BATUMI, Georgia (Reuters) - A U.S. Coast Guard ship carrying aid for victims of Georgia's brief war with Russia arrived on the country's Black Sea coast on Wednesday, but backed down from docking in a Russian-patrolled port.

Russia

The decision avoided any direct confrontation between U.S. and Russian military in Georgia, a U.S. ally whose drive for NATO membership had antagonized Moscow even before Tbilisi's failed drive to retake a pro-Moscow rebel region this month.

The cutter Dallas docked in Batumi instead of Poti, a port 80 km (50 miles) to the north where Russian troops have been manning checkpoints since pushing into Georgia proper this month after a war over the breakaway province of South Ossetia.

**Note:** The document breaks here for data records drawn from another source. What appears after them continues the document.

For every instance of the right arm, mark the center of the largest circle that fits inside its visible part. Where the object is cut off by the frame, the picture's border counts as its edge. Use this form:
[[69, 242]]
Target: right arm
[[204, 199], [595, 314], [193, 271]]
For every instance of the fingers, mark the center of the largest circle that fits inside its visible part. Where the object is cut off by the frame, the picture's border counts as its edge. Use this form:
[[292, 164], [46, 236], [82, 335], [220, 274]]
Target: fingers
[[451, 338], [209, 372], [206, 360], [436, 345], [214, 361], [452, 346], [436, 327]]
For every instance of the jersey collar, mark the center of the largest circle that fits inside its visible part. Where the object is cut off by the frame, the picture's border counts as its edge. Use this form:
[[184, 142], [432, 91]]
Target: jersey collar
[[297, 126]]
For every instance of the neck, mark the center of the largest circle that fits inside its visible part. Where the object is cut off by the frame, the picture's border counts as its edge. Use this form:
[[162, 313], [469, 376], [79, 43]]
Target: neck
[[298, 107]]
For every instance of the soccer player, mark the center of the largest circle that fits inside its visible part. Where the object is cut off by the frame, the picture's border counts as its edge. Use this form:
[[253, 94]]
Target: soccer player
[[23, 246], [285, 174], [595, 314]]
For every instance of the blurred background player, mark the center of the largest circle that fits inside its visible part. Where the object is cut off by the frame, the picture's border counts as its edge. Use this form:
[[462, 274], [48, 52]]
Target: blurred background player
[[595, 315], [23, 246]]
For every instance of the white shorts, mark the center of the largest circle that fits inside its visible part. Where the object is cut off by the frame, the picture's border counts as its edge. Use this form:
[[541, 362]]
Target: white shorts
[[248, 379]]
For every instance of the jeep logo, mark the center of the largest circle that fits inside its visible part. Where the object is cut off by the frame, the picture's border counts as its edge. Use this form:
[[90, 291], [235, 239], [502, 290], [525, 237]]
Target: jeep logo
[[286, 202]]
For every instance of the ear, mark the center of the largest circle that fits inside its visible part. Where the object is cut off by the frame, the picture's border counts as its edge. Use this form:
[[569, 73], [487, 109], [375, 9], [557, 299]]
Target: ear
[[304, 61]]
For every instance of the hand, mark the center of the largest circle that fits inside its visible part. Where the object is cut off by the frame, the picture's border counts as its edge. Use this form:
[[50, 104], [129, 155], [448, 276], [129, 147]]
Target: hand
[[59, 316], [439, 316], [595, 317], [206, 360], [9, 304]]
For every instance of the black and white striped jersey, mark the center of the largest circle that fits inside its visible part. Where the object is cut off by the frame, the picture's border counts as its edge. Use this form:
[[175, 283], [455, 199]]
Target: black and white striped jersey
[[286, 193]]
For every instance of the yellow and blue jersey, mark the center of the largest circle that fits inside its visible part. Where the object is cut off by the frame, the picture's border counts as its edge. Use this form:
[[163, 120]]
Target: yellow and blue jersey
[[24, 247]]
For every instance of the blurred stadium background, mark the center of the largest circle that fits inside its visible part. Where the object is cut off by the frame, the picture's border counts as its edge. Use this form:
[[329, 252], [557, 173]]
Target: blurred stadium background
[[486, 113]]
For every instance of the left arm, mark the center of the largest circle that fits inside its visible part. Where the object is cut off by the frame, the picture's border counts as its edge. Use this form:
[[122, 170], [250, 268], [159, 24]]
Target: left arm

Russia, which on Tuesday recognized the independence of South Ossetia and a second Georgian rebel region, Abkhazia, has defied Western pressure to remove its forces from Georgia.

Moscow has said its troops will continue to patrol Poti, a small oil shipment and dry grain port outside a "buffer zone" where Russia plans to post peacekeepers indefinitely.

The U.S. embassy in Tbilisi originally said the Dallas would be joined in Poti by a U.S. warship, the USS McFaul, which docked in Batumi on Sunday. But the embassy said late on Tuesday that the plan had changed.

"This decision was taken at the highest level of the Pentagon," a U.S. embassy spokeswoman told Reuters.

A U.S. Navy official said the U.S. guided-missile destroyer McFaul had left the Black Sea port of Batumi and was "outside of Georgian territorial waters."

"The McFaul is conducting operations in the Black Sea," the official said. He declined to elaborate.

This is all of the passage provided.